De juiste houding is veeleer om op een begrijpelijke, liefdadige manier uit te leggen wat er is gevonden en tegelijkertijd een onvoorwaardelijke solidariteit met de patiënt te tonen en die na te komen. Dit betekent dat men geen beloften moet doen die men niet kan nakomen. Het is immers onmogelijk om de toekomst te kennen en men kan alleen maar zijn uiterste best doen om in de eerste plaats het leven van de patiënt te redden en vervolgens zijn leven draaglijk te maken.

“Therapeutisch” voorbehoud (het uitstellen, afzien of uitvoeren van onderzoeken zonder behoorlijke informatie) ligt enigszins in dezelfde lijn. Door belastende of hopeloze maar onzekere diagnoses op te nemen in de informatie die aan de patiënt wordt verstrekt, kan men zijn medewerking verliezen met aanvullende (onaangename) diagnostische ingrepen, of kan men grote moeite hebben om zijn medewerking te verkrijgen. Dit is inefficiënt en kan zelfs schadelijk zijn. De beste manier is de patiënt te overtuigen met echte argumenten. Een enigszins onaangename gastroscopie kan nodig zijn om een beginnend maagcarcinoom op te sporen, dat, indien gevonden, goed kan worden behandeld door een operatie. Het voert misschien te ver om de betekenis van elk laboratoriumonderzoek uit te leggen, maar tegenwoordig zijn de mensen over het algemeen al goed geïnformeerd. Zorgvuldige uitleg is tenslotte altijd effectief om een goede patiënt-arts relatie te onderhouden.

Het kan gebeuren dat de patiënt om onnodige tests en onderzoeken vraagt. Het is beter aan te tonen waarom ze onnodig zijn, op basis van wetenschappelijk bewijs, dan botweg te weigeren of in te gaan op het verzoek, waardoor de onzekerheid van de patiënt toeneemt. De patiënt van een onnodige test afhouden op grond van de kosten ervan komt ten dele neer op het afschuiven van de verantwoordelijkheid voor het probleem op degene die de betaling verricht, maar is op lange termijn minder doeltreffend om het uitvoeren van onnodige tests te voorkomen.

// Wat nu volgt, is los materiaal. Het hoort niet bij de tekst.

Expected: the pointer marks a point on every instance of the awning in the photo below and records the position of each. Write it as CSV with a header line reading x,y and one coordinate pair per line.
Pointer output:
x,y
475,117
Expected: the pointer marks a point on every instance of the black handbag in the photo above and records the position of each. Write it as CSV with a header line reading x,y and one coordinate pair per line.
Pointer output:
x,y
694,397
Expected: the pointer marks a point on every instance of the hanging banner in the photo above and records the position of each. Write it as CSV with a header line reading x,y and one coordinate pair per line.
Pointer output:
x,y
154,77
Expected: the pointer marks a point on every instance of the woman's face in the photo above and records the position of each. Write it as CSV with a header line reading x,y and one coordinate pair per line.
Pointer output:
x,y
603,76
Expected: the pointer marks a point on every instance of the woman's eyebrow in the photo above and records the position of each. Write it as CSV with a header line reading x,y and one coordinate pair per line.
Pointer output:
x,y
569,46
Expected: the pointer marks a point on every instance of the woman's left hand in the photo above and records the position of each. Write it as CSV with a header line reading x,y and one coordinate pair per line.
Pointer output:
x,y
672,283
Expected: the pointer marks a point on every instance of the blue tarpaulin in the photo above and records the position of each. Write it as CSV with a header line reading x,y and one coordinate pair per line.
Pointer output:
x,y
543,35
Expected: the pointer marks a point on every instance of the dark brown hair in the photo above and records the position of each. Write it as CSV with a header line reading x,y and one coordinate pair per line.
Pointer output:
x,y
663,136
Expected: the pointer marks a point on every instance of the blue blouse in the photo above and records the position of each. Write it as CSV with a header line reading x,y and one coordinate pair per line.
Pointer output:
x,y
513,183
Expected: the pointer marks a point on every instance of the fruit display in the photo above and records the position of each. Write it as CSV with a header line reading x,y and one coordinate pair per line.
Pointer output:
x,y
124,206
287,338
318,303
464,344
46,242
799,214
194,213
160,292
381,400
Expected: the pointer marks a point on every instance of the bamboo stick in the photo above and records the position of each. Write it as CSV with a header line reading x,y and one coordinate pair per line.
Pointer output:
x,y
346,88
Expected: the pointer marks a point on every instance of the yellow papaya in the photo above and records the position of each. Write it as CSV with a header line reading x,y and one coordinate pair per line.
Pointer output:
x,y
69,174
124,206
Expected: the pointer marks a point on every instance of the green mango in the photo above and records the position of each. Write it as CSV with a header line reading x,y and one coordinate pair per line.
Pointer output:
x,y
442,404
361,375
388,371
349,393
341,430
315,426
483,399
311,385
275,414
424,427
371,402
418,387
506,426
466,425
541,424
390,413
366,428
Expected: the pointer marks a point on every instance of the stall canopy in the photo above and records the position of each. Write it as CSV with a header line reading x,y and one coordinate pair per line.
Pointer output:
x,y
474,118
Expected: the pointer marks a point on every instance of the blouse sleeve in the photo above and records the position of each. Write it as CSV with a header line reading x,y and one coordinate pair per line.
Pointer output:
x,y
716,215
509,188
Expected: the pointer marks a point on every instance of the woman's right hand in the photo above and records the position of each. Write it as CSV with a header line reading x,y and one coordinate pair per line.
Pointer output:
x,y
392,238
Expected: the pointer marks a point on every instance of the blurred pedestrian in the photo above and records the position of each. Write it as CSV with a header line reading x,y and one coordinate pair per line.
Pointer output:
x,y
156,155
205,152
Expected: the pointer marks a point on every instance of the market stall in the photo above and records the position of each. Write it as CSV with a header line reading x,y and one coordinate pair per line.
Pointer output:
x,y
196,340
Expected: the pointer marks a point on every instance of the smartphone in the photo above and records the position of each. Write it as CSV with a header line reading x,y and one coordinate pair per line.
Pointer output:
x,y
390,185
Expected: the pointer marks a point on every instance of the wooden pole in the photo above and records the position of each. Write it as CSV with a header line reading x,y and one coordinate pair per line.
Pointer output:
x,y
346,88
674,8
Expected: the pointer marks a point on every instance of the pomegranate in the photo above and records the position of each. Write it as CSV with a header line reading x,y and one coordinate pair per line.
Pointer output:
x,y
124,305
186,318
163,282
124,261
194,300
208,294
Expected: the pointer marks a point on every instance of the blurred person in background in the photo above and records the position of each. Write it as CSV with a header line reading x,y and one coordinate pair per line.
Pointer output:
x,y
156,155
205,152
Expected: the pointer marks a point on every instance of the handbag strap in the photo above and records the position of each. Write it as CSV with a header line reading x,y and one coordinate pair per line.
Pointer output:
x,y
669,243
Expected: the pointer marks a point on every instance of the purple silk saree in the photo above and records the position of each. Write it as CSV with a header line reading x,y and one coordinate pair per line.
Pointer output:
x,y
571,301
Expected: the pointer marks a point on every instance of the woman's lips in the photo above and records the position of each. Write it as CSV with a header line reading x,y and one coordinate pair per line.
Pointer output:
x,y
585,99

Een van de moeilijkst te beantwoorden vragen is die van de prognose. De praktische vraag betreft één enkel individu. De informatie waarover de arts beschikt betreft soortgelijke gevallen met een zeer brede en scheve frequentieverdeling. Waar valt het onderhavige praktijkgeval binnen de verdeling en hoe kan men hem de informatie op een begrijpelijke manier overbrengen? Men kan proberen aan te voelen welke benadering de patiënt het meest aanspreekt, en het is belangrijk te erkennen dat men slechts een algemeen antwoord kan geven. Of de overlevingskans wordt uitgedrukt in de mediaan, de modale (de minder correcte), of de gemiddelde overlevingskans van vijf of tien jaar, verandert niets aan de formele nauwkeurigheid van het antwoord. Waar het om gaat is dat de patiënt de informatie op een verstandige manier kan gebruiken om de realiteit van zijn situatie te beoordelen. Wanneer het passend is, zal men op een passende manier moeten spreken over de mogelijkheid van sterven.